Formation and superconducting properties of predicted ternary hydride
ScYH6 under pressures
Abstract
Ternary metal hydrides play an essential role in the search for
conventional high-temperature superconductors because they can be
synthesized under mild condition and recovered at ambient pressure. It
has been widely accepted that the electronic structure, metallization
pressure and superconducting behavior of binary hydrides can be adjusted
effectively by doping, replacing or introducing a new element. In this
work, yttrium hydrides were chosen as parent hydrides while scandium was
considered as the doped element to perform systematical crystal
structure searches on the Sc-Y-H system under pressure. A new ternary
hydride ScYH6 was found according to PSO calculations, and it presents
high symmetric character below 150 GPa with a Pm-3 structure (cP8), then
a P4/mmm phase (tP8) becomes favorable from 150 GPa. Importantly,
cP8-ScYH6 is dynamically stable under pressure as low as 0.01 GPa with a
Tc of 32.110 K for Coulomb pseudopotential μ∗=0.13, indicating ternary
hydrides are promising candidates in the search for superconductors
which can be synthesized under mild conditions in hydrogen-rich
materials. The analysis through “triangle straight-line method” (TSLM)

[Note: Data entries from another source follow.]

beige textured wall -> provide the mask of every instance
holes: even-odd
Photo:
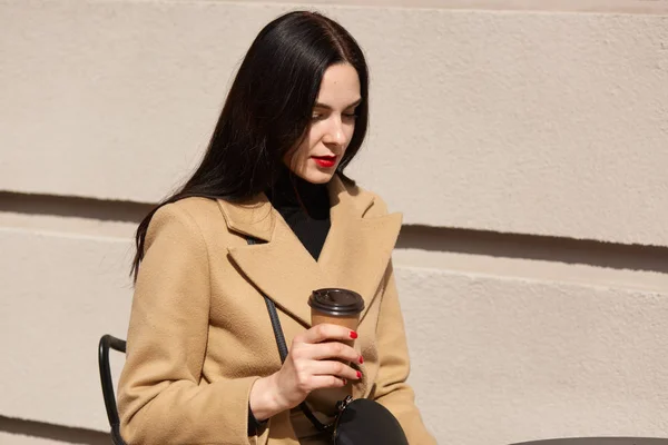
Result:
[[[371,65],[352,171],[405,214],[440,443],[668,437],[668,2],[323,3]],[[0,444],[109,442],[96,346],[125,336],[131,233],[293,7],[0,0]]]

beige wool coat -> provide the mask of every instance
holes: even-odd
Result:
[[[156,212],[119,382],[126,442],[299,444],[308,424],[296,411],[247,435],[250,387],[281,368],[258,289],[276,304],[289,345],[311,326],[311,291],[343,287],[365,301],[355,343],[365,362],[363,378],[350,384],[353,396],[387,407],[412,445],[435,444],[405,382],[409,354],[391,263],[401,215],[387,215],[377,196],[337,176],[328,190],[332,226],[317,261],[264,195],[245,205],[187,198]],[[247,236],[266,243],[249,246]],[[325,393],[308,400],[318,406],[336,397]]]

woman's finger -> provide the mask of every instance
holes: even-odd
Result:
[[[348,365],[336,360],[318,360],[308,365],[308,374],[317,376],[335,376],[347,380],[358,380],[362,373]]]
[[[307,356],[313,360],[322,360],[325,358],[338,358],[344,362],[360,363],[360,353],[351,346],[341,342],[324,342],[315,345],[304,345],[305,352],[303,356]]]
[[[357,338],[357,333],[343,326],[323,323],[295,337],[303,343],[321,343],[325,340],[350,342]]]

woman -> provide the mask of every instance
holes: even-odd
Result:
[[[389,408],[411,444],[435,443],[405,383],[401,217],[343,175],[367,107],[364,57],[336,22],[292,12],[257,36],[202,165],[137,230],[118,404],[129,444],[325,444],[295,407],[327,421],[342,390]],[[356,332],[311,327],[307,298],[324,287],[363,296]]]

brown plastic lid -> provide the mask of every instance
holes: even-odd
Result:
[[[328,315],[357,315],[364,310],[364,299],[360,294],[348,289],[325,288],[311,294],[308,306]]]

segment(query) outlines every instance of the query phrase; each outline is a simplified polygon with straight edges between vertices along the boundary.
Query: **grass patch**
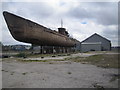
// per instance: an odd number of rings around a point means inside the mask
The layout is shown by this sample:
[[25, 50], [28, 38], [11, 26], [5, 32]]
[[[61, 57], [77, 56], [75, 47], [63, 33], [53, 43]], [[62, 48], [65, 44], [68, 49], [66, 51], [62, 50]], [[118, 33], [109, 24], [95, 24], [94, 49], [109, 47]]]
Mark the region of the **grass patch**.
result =
[[66, 60], [71, 60], [73, 62], [81, 62], [83, 64], [93, 64], [103, 68], [120, 68], [118, 56], [119, 54], [99, 54], [89, 57], [70, 57], [66, 58]]
[[68, 74], [72, 74], [71, 72], [68, 72]]
[[26, 74], [27, 74], [27, 72], [22, 73], [22, 75], [26, 75]]

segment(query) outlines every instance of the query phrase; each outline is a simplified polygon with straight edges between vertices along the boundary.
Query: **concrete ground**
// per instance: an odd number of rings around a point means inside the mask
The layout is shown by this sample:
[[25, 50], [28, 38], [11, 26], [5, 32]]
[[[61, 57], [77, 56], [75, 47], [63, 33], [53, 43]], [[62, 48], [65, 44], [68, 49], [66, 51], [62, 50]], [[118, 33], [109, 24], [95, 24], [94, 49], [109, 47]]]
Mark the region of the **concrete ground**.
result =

compared with enthalpy difference calculations showed the most
reasonable synthesis pathway of ScYH6 is in the whole studied pressure
range. The Tc of ScYH6 takes a linear relationship with pressure up to
52.907 K under 200 GPa. The lattice dynamical calculations demonstrate
the H atoms in both cP8 and tP8 structures make crucial contributions to
the superconducting behavior of ScYH6. These findings can further reveal
the influence of doping, replacing and introducing new element on
superconducting behavior of binary hydrides.